As with last week, I spent most of this week working on the Historical Thesaurus redevelopment. The focus this week was on the search options, firstly generating scripts that would be able to extract all individual word variants and store these as separate entries in a database for search purposes, and secondly working on the search front end.
In addition to extracting forms separated by a slash the script also looks for brackets and generates versions of words with and without brackets – so for example hono(u)r results in two variants – honour and honor. This would then allow exact words to be matched as well as allow for wildcard searches. The script works well in most instances, but there are some situations where the way in which the information has been stored makes automated extraction difficult, for example ‘weather-gleam/glim’, ‘champian/-ion’, ‘(ge)hawian (on/to)’. In these cases the full version of the word / phrase is not repeated after the slash, and it would be very difficult to establish rules to determine what the script would do with the part after the slash. Christian, Marc and I met on Thursday to discuss what might be done about this, including using a list of ‘stop words’ that the search script would ignore (e.g. prepositions). I will also look into situations where hyphens appear after a slash to see if there is a way to automate what happens to these words. It is looking like at least some manual editing of words will be required at some point, however.
During the week I ran my script to generate search terms, resulting in 855,810 forms. The majority of these will have been extracted successfully, and I estimate that there are maybe 3-4000 words that might need to be manually fixed at some point. However, even with these words it is likely that a wildcard search would still successfully retrieve the word in question.
I spent most of my remaining time on HT matters working on the category selection page and the quick search. I have now managed to get a quick search up and running that searches words and category headings and uses asterisks for wildcards at the beginning and end of a search term. The quick search leads to the category selection page which pulls out all matching categories and lexemes. It creates a ‘recommended’ section which includes lexemes where the search term appears in both the lexeme and the category heading, and a big long list of all other returned hits underneath. I have also added in pagination for results too. Marc and Christian are wanting the results list to be split into sections where the search term appears in the lexeme and then where it appears only in the category, which I will do next week. The search is still a bit slow at the moment and I’ll need to look into optimising it soon, either by using more indexes or by generating cached versions of search results.

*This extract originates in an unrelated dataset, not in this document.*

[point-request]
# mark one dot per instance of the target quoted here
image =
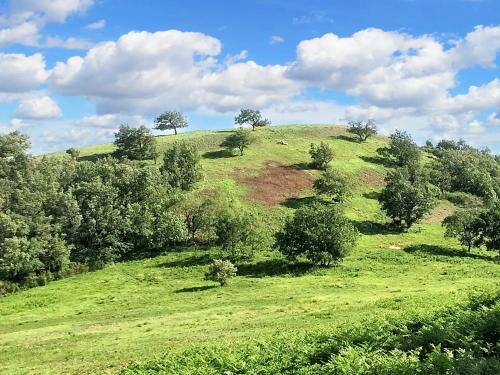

In addition to this I responded to a query about developing a project website that was sent to me by Charlotte Metheun in Theology and I provided some advice to someone in another part of the university who was wanting to develop a Google Maps style interface similar to the one I made for Archive Services. I also made some further updates to the ICOS 2014 website, adding in the banner and logo images and making a few other visual tweaks. My input into this website is now pretty much complete. I also arranged to meet Jean to discuss finalising the Digital Humanities Network website, and I signed up as a ‘five minute speaker’ for the Digital Humanities website launch. I’ll be talking about the redevelopment of the STELLA Teaching resources.